I’d like to consider what we’re evaluating when we consider parallelizing evaluation of the the log density or MCMC algorithms. I was writing a comment for Stan issue #2818, but thought the discussion should be generalize. That issue and associated branch illustrate a 35% speedup of a single chain by using two cores to evaluate the Hamiltonian forward and backward in time simultaneously, but the percent speedup isn’t so important compared to when we need it.
There are two primitive evaluations.

Task 1: speed to convergence

Task 2:
n_eff / sec
after convergence
For task 1, parallelizing a single chain dominates. For task 2, running multiple chains dominates because MCMC is embarassingly parallel.

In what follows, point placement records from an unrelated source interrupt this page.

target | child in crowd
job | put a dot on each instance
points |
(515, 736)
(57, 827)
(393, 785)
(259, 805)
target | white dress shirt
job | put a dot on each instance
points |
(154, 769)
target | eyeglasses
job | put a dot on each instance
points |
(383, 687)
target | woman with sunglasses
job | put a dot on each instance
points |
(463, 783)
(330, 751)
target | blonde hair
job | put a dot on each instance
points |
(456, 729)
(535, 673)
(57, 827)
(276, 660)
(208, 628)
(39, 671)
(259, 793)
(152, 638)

To summarize,
 After convergence, we’re better off running multiple chains than parallelizing a single chain. Before convergence, we’re better off parallelizing log density evals and the MCMC algorithm .
What I think we do in practice is a combination of tasks 1 and 2.

Task 3: speed to given
n_eff
We might target n_eff = 1
for debugging and rough model exploration. We’ll target n_eff = 100
or 1000
for inference, though our editors and users may demand more.
The smaller the n_eff
target in Task 3, the larger the relative performance gain we’ll get for parallelizing log density and HMC algorithms.
What I’d like to think about going forward is how to
 massively parallelize adaptation, and
 how to monitor adaptation for convergence so we don’t do more of it than we have to.
During adaptation of static Euclidean HMC, our goal is to
 find the typical set, and then
 explore the typical set thoroughly enough to
 estimate covariance (for the metric), and
 adapt step size to match acceptance target.